If you'd like to follow along with the examples, you can run the Using_Window_Functions_in_SQL_Server_2012.sql script by clicking the Download button. This script creates and populates a sample table named total_sales. It contains five columns:

The year column, which stores the years the sales took place
The month column, which stores the months the sales took place, using the values 1 (January) through 12 (December)
The prd_type_id column, which stores the IDs representing the types of products
The emp_id column, which stores the IDs of the employees who handled the sales
The amount column, which stores the dollar amounts of the sales

The script also includes the queries presented here.

Using Window Ranking Functions

Two useful window ranking functions are RANK and DENSE_RANK, which have been available since SQL Server 2005. Both functions rank items in a group. The difference between them is that RANK leaves a gap in the sequence when there's a tie, whereas DENSE_RANK doesn't leave any gaps.

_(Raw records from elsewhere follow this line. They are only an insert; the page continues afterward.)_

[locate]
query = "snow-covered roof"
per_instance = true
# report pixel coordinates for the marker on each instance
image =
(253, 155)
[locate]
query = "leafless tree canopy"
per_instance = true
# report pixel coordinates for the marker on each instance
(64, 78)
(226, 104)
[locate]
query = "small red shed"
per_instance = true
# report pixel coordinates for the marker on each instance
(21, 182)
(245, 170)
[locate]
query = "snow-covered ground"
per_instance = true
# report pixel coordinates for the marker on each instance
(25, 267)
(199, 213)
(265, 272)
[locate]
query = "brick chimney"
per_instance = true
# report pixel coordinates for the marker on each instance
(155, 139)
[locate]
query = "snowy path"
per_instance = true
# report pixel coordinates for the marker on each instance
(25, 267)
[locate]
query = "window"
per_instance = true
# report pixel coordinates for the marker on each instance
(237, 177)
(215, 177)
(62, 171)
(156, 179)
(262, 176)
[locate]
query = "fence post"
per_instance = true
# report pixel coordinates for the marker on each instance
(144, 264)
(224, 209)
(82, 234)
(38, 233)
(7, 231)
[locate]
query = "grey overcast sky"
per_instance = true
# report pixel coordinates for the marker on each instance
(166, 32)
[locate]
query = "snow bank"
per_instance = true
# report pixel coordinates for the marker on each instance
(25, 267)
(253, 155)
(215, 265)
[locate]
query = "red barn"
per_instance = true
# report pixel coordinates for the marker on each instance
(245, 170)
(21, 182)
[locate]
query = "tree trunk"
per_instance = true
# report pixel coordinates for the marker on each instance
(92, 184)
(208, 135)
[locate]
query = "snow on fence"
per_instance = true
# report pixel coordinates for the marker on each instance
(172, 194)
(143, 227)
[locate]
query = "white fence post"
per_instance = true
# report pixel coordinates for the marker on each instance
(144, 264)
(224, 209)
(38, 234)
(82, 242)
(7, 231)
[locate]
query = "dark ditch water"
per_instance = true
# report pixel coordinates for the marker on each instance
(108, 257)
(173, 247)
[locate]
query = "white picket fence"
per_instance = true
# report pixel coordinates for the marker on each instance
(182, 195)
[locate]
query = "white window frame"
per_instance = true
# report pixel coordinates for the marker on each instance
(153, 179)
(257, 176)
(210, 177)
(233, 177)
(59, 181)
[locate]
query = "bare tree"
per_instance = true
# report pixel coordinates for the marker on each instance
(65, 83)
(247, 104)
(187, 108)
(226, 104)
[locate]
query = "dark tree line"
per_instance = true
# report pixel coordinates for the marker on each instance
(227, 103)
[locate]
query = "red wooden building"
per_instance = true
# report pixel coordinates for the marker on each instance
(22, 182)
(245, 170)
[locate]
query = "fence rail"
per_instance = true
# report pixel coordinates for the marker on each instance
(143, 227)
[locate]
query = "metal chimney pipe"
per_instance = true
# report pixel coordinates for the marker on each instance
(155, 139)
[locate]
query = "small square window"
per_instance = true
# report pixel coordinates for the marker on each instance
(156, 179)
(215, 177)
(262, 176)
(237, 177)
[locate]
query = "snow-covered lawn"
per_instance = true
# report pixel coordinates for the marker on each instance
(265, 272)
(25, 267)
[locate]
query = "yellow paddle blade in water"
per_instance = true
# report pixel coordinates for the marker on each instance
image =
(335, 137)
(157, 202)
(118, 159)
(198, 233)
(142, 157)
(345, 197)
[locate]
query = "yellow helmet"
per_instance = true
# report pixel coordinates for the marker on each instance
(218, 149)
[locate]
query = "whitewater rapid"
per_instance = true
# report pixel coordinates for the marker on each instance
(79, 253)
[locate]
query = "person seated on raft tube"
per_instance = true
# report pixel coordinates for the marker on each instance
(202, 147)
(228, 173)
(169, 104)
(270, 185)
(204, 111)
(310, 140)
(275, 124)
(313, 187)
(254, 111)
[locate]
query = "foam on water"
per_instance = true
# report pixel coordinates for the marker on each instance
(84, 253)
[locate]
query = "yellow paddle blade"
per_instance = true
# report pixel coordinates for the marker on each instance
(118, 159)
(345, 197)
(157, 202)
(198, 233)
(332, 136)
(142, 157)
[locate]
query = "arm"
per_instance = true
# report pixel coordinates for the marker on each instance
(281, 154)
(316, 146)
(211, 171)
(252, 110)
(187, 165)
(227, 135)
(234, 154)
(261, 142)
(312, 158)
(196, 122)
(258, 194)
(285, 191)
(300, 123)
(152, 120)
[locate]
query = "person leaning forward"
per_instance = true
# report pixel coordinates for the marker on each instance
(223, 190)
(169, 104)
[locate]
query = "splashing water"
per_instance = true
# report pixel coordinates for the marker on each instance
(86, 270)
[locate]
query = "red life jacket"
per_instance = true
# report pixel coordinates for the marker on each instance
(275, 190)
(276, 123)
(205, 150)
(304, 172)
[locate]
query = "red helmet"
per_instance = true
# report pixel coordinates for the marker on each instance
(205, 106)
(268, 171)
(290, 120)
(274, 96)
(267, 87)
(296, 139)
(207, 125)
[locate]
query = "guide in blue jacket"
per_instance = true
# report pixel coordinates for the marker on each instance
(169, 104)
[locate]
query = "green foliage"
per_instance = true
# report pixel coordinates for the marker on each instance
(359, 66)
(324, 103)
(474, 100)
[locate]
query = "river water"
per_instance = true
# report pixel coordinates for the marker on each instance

For example, suppose you need to get the ranking of sales by product type for the year 2012. The following query uses both the RANK and DENSE_RANK functions:

SELECT prd_type_id, SUM(amount),
RANK() OVER (ORDER BY SUM(amount) DESC) AS rank,
DENSE_RANK() OVER (ORDER BY SUM(amount) DESC) AS dense_rank
FROM total_sales WHERE year = 2012 AND amount IS NOT NULL
GROUP BY prd_type_id
ORDER BY prd_type_id;

Notice the use of the OVER clause when calling the RANK and DENSE_RANK functions. The OVER clause defines the window for the function.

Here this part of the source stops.